Lotus has released two new videos of its new 3-Eleven road-legal racer being development at the Nurburgring.
The Lotus 3-Eleven is the replacement for the 2-Eleven that comes powered with a mid-mounted supercharged Toyota 3.5-litre V6 that comes with either 345kW for the extreme track version or 308kW for the version developed for the road.
Two transmissions will be offered - a regular six-speed manual or a near race-spec X-Trac six-speed sequential 'box that most track versions are expected to come with.
Weighing in at less than 890kg, the more powerful windscreen-less open-cockpit 3-Eleven can hit 97km/h (60mph) in 2.9 seconds and record a top speed of 290km/h.
The short videos released late last night show just how effective the 3-Eleven will be on track although, unfortunately, still do not show a whole complete timed lap of the Nurburgring.
Last year the Norfolk-based car-maker came in for heavy criticism after claiming the 3-Eleven had set a time Nurburgring lap of 7:06.
In reality, the time claimed wasn't from one complete lap of the old German toll road but one made up of an amalgamation of different sector times recorded on multiple laps - much to the anger of some enthusiasts who accused Lotus of cheating.
One of the unique challenges (headaches) of car-maker's recording time at the Green Hell is the difficulty of stringing together one complete representative lap of a car's true performance.
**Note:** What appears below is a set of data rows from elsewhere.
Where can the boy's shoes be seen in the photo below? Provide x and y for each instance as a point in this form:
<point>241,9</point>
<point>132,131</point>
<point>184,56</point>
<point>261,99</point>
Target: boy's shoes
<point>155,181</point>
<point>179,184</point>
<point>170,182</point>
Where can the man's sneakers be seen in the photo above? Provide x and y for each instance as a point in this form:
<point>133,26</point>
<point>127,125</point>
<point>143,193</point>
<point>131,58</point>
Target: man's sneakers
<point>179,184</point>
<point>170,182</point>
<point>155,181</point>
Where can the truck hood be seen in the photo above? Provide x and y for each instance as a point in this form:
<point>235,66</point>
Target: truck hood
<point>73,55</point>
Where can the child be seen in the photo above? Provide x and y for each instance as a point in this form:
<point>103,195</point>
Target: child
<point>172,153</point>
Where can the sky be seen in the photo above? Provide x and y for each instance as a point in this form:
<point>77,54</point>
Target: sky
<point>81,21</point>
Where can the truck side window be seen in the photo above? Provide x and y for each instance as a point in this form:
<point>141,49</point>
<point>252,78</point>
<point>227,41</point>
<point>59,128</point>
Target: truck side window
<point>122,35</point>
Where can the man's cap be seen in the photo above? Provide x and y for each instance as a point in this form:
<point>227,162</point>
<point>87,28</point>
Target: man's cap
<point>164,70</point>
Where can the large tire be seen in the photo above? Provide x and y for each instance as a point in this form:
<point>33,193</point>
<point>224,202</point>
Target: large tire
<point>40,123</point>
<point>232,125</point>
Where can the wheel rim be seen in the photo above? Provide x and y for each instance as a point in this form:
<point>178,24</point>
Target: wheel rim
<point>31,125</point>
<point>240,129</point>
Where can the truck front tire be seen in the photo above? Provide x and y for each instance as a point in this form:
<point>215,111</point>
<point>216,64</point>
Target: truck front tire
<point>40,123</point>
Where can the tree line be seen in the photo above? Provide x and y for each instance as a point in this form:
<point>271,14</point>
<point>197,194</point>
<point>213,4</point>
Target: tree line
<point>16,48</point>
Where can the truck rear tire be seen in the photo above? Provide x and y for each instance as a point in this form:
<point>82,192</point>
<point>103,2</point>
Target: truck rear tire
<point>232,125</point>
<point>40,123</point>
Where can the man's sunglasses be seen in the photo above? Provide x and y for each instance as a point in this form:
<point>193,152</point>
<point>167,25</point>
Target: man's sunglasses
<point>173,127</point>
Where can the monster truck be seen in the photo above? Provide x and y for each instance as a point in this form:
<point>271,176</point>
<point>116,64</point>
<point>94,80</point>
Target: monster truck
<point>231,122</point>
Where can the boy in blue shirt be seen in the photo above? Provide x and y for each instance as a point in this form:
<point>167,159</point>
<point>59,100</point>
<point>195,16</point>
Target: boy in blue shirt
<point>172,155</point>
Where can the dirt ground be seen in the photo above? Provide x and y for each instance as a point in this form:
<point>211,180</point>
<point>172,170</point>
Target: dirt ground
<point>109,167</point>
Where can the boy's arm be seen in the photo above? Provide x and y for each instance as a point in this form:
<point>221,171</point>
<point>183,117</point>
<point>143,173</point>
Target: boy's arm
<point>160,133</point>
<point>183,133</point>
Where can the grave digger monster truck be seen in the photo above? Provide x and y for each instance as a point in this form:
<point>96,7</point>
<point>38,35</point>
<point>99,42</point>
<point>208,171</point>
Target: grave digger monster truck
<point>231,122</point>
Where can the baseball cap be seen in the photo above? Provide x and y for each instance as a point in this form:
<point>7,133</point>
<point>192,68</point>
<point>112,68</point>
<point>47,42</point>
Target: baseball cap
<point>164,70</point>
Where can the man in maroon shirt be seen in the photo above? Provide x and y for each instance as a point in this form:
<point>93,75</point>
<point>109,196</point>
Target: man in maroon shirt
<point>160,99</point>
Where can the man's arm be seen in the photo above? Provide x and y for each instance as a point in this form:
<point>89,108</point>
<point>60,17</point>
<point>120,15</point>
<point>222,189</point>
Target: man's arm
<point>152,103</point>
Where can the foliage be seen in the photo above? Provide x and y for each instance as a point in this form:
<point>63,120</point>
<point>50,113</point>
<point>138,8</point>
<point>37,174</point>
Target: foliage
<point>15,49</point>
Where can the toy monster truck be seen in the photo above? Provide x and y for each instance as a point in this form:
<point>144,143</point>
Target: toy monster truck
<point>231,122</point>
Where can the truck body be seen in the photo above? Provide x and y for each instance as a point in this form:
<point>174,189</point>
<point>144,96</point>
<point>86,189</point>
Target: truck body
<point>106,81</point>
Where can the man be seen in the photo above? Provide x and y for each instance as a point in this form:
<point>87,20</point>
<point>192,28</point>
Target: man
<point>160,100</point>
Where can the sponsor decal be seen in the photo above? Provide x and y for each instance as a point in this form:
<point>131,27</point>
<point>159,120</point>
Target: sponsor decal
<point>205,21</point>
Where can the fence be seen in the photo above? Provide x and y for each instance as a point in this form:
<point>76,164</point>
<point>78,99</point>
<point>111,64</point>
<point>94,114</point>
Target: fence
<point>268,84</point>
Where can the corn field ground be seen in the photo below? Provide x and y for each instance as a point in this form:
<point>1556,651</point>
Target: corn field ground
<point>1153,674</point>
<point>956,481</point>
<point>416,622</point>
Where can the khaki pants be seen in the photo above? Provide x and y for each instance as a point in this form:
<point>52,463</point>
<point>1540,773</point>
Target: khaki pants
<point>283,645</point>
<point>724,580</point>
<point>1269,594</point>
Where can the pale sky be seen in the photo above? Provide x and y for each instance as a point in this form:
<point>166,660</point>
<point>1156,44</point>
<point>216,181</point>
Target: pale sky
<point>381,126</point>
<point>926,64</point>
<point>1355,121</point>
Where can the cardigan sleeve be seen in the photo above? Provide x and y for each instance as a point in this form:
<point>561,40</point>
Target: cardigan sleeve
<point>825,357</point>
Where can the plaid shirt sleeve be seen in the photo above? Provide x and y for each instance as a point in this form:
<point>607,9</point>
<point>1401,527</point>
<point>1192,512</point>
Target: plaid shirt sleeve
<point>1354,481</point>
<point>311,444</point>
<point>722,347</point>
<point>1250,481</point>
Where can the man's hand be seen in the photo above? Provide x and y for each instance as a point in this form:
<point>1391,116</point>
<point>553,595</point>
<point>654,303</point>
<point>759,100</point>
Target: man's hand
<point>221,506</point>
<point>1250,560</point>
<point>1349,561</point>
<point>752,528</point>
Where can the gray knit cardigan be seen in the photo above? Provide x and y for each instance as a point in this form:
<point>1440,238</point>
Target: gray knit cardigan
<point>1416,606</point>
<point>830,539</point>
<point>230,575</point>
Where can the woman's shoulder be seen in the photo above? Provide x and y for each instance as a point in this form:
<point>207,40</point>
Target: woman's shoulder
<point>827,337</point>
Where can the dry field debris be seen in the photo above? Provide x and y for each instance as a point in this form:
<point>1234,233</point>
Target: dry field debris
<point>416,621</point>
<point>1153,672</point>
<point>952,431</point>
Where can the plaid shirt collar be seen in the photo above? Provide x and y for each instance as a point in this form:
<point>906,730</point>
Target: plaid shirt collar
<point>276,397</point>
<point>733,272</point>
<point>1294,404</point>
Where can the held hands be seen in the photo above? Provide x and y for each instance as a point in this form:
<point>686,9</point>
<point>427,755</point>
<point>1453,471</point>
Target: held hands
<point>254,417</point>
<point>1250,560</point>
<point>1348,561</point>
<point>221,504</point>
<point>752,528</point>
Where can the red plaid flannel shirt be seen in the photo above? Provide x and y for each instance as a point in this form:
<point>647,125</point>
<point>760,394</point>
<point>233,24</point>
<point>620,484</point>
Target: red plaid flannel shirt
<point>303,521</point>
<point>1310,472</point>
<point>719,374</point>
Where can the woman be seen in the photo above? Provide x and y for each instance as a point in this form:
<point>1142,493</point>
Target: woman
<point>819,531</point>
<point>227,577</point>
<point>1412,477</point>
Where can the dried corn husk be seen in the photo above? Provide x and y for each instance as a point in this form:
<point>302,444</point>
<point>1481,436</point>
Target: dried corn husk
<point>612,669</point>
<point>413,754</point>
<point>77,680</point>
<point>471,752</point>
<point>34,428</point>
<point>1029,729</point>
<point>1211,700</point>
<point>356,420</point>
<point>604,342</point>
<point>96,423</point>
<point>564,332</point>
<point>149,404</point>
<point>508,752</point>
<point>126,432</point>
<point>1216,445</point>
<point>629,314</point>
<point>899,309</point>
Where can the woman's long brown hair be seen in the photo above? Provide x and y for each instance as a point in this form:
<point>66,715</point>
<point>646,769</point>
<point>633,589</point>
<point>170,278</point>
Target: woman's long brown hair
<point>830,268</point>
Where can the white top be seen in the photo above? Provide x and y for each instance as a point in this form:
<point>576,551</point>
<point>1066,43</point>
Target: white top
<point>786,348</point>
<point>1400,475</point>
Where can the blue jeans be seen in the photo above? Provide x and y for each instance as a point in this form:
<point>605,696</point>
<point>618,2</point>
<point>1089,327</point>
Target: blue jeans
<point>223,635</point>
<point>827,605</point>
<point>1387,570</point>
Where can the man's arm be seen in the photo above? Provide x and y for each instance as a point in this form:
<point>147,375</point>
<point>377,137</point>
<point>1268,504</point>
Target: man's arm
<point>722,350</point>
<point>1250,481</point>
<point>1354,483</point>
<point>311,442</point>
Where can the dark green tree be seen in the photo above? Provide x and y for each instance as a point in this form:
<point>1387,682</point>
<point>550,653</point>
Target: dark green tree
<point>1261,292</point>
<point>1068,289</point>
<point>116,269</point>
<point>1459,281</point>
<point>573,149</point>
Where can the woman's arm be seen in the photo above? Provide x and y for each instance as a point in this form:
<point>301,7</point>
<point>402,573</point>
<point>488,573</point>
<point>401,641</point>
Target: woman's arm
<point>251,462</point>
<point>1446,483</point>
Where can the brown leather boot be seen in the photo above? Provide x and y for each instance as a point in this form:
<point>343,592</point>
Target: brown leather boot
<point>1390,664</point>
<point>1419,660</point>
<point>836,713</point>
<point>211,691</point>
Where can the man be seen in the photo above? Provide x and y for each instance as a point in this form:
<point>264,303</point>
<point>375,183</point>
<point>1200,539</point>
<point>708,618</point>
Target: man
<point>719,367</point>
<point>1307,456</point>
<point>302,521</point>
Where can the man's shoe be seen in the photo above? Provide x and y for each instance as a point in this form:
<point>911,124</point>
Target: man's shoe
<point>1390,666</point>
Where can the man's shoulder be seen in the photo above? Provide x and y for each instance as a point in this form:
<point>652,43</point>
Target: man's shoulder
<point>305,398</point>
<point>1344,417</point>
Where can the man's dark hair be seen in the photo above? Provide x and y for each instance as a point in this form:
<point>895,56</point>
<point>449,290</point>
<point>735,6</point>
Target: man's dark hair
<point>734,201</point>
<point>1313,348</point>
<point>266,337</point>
Traffic, weather and human error over one entire lap have seen many try and fail to set a fast time over the years, hence the accusations Lotus had cheated.
In the past Lotus has publicaly stated that it hoped the 3-Eleven, when production-ready, would be capable of beating Porsche's 918 Spyder hypercar's laptime of 6:57.
In the UK the 3-Eleven costs around $150,000 for the road version and $200,000 for the faster track special.
Lotus plans to build 311 3-Elevens over two years, it's still not known if new importer Simply Sports Cars will green light the road-legal racer for down Under.